Employees at any level, and from any department, regardless of their relationship to your product or service, can become anxious and quit, or emotionally log out from the effects of a high churn rate. Poor performing SaaS offerings that churn at high rates don’t give employee the warm fuzzies about their year-end review or their career trajectory, and thus customer churn can lead to higher employee churn, fueling additional company costs.

#4 Loss of second-order revenue

Second-order revenue occurs when you are not just keeping your customers, you are delighting them so much that they want to buy more from you. Many companies, particularly in early stages, fail to account for this in their financial models, but these up-sells are directly attributed to Customer Success.

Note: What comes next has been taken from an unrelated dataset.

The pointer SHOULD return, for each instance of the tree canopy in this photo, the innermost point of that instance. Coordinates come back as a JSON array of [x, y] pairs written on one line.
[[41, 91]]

Jason Lemkin, ex-CEO of Adobe EchoSign, coined the phrase second-order revenue and attributes an increase of 50 to 100 percent of the Lifetime Value (LTV) of a customer to it. The theory is simple and logical:

• Sally loves your product and leaves Company A to join Company B and buys your product again at Company B
• Sally loves your product and tells three friends about it and some of them end up buying your product too

These two scenarios can be measured, and you should strive to capture them (given you have an adequate level of CS maturity in place to do so). Companies can also enjoy company reviews, positive press, references, and positive word-of-mouth due to the positive effects of delighting customers.

#5 Management attack

Management and leadership positions are largely about achieving results. There are all kinds of desired results, or outcomes, that the management professional is trying to obtain. However, I can promise you that losing company revenue is not one of them.

This point dove tails with number three above, about employee anxiety. When Management becomes anxious, those anxieties can play out as a deterioration of culture and political gamesmanship on who is at fault for the failing service.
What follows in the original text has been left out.